I drive a 2000 Corvette and I have modified the dash to house a double din android head unit and have made what appears to be quite the abortion opening up the hole from a din and a half..



So I went through a couple designs and refinements on the way to right..



And this is my final design..

----------


## AutoWiz

Then there is this completely and utterly over the top PD blown 1967 Corvette roadster I am actively building right now. This car is truly the peak of my career thus far. It can be seen here: https://www.superchargerforums.com/t...n-a-7-0l.3130/ . And in a little bit more detail here:  http://www.digitalcorvettes.com/foru...d.php?t=278842 . For this car so far I have had to make bezels to fit the undersized aftermarket clock and also to house the mp3 control head and tire pressure monitor. While the clock is done and right, I might still go through a couple more revisions for the tpms. Here is where I am at right now..

----------


## AutoWiz

pla for mock ups abs for the final draft.

----------


## curious aardvark

very neat :-)

----------


## oic-u3d2

That is indeed, a 'cool' job!

----------


## Nepherael

very very cool. Quick question. That blue piece looks very nice. Shiny and pretty smooth right off the printer. Any special brand of filament or treatment?

Just curious, my biggest hurdle to making 3d printing a regular part of my business is quality of the print.

----------


## jeffmorris

The blue piece is metal part of the car. AutoWiz printed the black pieces for the clock and for the mp3 control head and tire pressure monitor.

----------


## Nepherael

> The blue piece is metal part of the car. AutoWiz printed the black pieces for the clock and for the mp3 control head and tire pressure monitor.

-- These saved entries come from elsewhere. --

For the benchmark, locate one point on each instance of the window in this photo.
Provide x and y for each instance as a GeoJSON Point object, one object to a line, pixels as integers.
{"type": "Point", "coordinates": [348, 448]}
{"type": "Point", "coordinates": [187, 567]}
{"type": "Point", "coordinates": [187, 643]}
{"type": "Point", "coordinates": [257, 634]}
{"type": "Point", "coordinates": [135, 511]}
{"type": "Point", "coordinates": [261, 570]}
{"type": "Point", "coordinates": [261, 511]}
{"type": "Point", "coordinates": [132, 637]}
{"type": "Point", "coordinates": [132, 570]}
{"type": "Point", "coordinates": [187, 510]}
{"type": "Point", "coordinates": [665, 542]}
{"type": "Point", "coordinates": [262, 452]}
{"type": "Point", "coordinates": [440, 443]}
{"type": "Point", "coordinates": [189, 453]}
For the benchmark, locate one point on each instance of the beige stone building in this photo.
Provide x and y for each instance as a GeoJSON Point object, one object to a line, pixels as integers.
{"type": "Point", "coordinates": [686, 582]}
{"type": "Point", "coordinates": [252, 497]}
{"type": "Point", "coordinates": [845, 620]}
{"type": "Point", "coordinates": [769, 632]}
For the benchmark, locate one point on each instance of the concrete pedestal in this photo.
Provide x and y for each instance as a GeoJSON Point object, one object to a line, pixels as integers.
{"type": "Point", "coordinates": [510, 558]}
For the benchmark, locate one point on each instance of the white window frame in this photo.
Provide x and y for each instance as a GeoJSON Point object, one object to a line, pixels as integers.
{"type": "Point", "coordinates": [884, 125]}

I mean the first couple pics, first post. The blue accent piece for the fan controls you printed. It came out looking great. I'm seeing now the awesome pic is of the bottom side. I need to get a glass bed for sure to get surfaces like that. 

Still curious if you use particularly high end or specific brand of filament for that glossy look I'm seeing in the photo

----------


## Nepherael

> PLA looks different than ABS.


yeah I know. I print with both but his part is coming out looking pretty slick compared to mine whether PLA or ABS. I'm assuming it's a filament quality thing. If he's installing these in vettes I'm down to print with the same stuff he is. I am currently just printing with super cheap ($13/kg) filament for the learning process.

----------


## AutoWiz

I'm sorry it has taken me so long to pop back in here and reply. The first pics of the blue bracket I printed on clean and bare glass with cheap ebay filament. I cleaned the glass with alcohol and let dry before print. But over time I struggled with lifting corners and now I print on blue 3m painters tape.

----------


## ethompson

That sounds rewarding

----------


## AutoWiz

> Oh man, i wish i could be that enthusiastic about my job just like the author is.


It's hard not to be enthusiastic about my job. I am currently stuffing an LS3 into a Lamborghini Diablo kit car: https://www.superchargerforums.com/t...blo-kit.12676/

----------